SIXTY-FIVE years ago this June a letter was received in Hanover by the 1889 class secretary a few days before Commencement, which was recently found carefully put away with programs and other treasured papers relating to events attending our graduation. This letter was written by Moses Gerrish Farmer, a native of Boscawen, N. H., a member of the Class of 1844 at Dartmouth, who, in retirement, was then living in Eliot, Maine, in which town your secretary was born. It was a letter of congratulation to one about to graduate from Dartmouth, from one who occasionally had called upon the writer in his home and at times listened to his reminiscence of incidents of days he himself had spent at Dartmouth when Nathan Lord was president of the College. His great ambition to graduate from Dartmouth was thwarted when illness compelled him to leave College at end of sophomore year. His disappointment, however, was lessened when Dartmouth, in 1853. conferred upon him an honorary degree.
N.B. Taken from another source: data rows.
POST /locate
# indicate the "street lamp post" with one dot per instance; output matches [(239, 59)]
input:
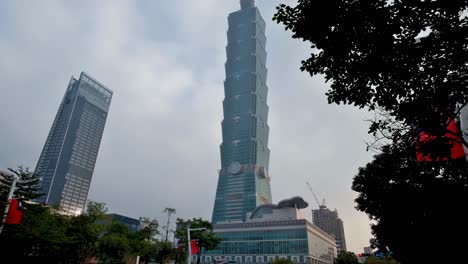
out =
[(10, 195), (189, 242)]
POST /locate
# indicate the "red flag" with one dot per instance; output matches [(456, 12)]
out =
[(15, 212), (194, 245), (456, 151)]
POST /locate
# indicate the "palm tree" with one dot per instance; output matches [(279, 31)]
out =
[(169, 212)]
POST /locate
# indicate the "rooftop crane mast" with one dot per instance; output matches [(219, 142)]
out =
[(321, 205)]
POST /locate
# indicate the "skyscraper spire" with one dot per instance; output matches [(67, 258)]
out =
[(243, 182), (247, 4)]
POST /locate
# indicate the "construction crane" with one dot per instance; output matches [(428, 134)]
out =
[(321, 205)]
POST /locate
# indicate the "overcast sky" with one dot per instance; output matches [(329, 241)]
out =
[(164, 60)]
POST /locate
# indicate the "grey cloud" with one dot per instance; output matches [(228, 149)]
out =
[(164, 60)]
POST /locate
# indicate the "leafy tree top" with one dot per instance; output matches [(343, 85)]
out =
[(281, 261), (346, 258), (374, 56), (27, 187)]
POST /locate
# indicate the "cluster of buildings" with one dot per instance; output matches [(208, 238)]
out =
[(67, 161), (253, 229)]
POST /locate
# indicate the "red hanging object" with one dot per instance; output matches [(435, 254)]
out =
[(15, 212), (456, 152), (195, 247)]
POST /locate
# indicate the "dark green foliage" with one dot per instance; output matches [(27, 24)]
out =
[(375, 260), (45, 236), (150, 227), (27, 187), (281, 261), (409, 199), (346, 258), (375, 56), (368, 51)]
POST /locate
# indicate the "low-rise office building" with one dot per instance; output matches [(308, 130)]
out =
[(273, 232)]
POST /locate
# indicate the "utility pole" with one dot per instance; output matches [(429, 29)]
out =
[(10, 195), (189, 243)]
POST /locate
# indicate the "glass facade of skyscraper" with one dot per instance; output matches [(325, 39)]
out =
[(243, 181), (67, 160), (263, 242)]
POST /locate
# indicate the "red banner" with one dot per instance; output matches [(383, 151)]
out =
[(194, 245), (15, 213)]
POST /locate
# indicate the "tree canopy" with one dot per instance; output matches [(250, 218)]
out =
[(27, 186), (407, 61), (346, 258), (408, 58)]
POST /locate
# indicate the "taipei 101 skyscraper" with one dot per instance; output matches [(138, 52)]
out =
[(244, 182)]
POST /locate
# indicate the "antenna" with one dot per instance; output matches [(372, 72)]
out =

Upon regaining health, Farmer, in need of funds and unsuccessful in finding a school to teach, went to work in the office of a civil engineer in Portsmouth, N. H. Soon thereafter the trustees of Eliot Academy invited him to take charge of their school. He began teaching there early in March 1843. Hannah Tobey Shapleigh, one of his pupils, member of an old Eliot family, in a ceremony performed by the Eliot pastor Christmas 1844, became his wife. They went to Dover, N. H., to live. There was nothing then to indicate the possibility that Farmer would later become widely known as an inventor. It was not long, however, before his brains and hands were busy with mechanical and electrical appliances instead of teaching school. His active life brought him in contact with some of the best minds in the country. His own intellectual powers were stimulated by his conversations and discussions with Samuel F. B. Morse, inventor of the telegraph. Quickly he rose to prominence as an inventor, specializing in the field of electricity then in its early stage of development. In 1845 he began working on an undertaking, which, if successful, would be his most important invention in his thus far career. He firmly believed it possible for a car to be built equipped with electrical power sufficient to operate it for transportation of people. To solve this problem, he had to depend entirely upon his own brains and the wonderful imagination he possessed. Undaunted, he kept on working. Finally success came, the invention was brought to completion, and on July 26, 1847, the first electrically operated car was exhibited and operated in Dover, N. H.
Farmer invented a fire alarm system, later used in Boston. Some of the products of invention in general use today are the result of inventions originally made by him, and later developed to their present state of perfection. This inventor lived in several places, but his longest stay in any one place was at the Torpedo Station at Newport, R. I. It began in the early seventies. During the ten years following he was busily engaged in experimental work developing his many discoveries and inventions in the chemical and electrical laboratories erected under his direction during his early years in residence there. Again stricken with illness — this time accompanied by a paralysis destroying power of action below the waist—in the middle eighties he retired, and, with his wife and daughter, took up his residence in Eliot, Maine.
Sarah J. Farmer, his daughter and only child, inherited much of the genius her father possessed, and devoted her talents unstintedly to the welfare of the town. Her father took a deep interest in all she was doing. Most notable of her achievements in Eliot was planning and bringing into being Greenacre-on-the-Piscataqua, and managing the formal opening there in the summer of 1894 of the Greenacre Conference for the comparative study of religion, philosophy, ethics and sociology. Year after year, under the leadership of Miss Farmer, there were drawn to these conferences men and women of nation-wide prominence. On July 26, 1897, the American Institute of Electrical Engineers held its annual meeting at Greenacre-on-the-Piscataqua in commemoration of the fiftieth anniversary of exhibiting and running the first electrically operated car, invented by Moses Gerrish Farmer in Dover, N. H. A distinguished group of electrical engineers and scientists attended the meeting, including the late Charles Proteus Steinmetz, famous consulting engineer of the General Electric Company. Upon exhibition at this meeting was the original electrically operated car, brought there specially for this meeting from the Smithsonian Institute, Washington, D. C., where it was deposited many years ago for permanent preservation. Miss Farmer was present at this meeting. She died many years later. After her death, the Probate Court appointed your secretary to administer the settlement of her estate, a service he performed.
This record of the achievements of Moses Gerrish Farmer is here given in recognition of the stimulating influence your secretary received in early life from his acquaintance with this gifted pioneer inventor of the Dartmouth Class of 1844.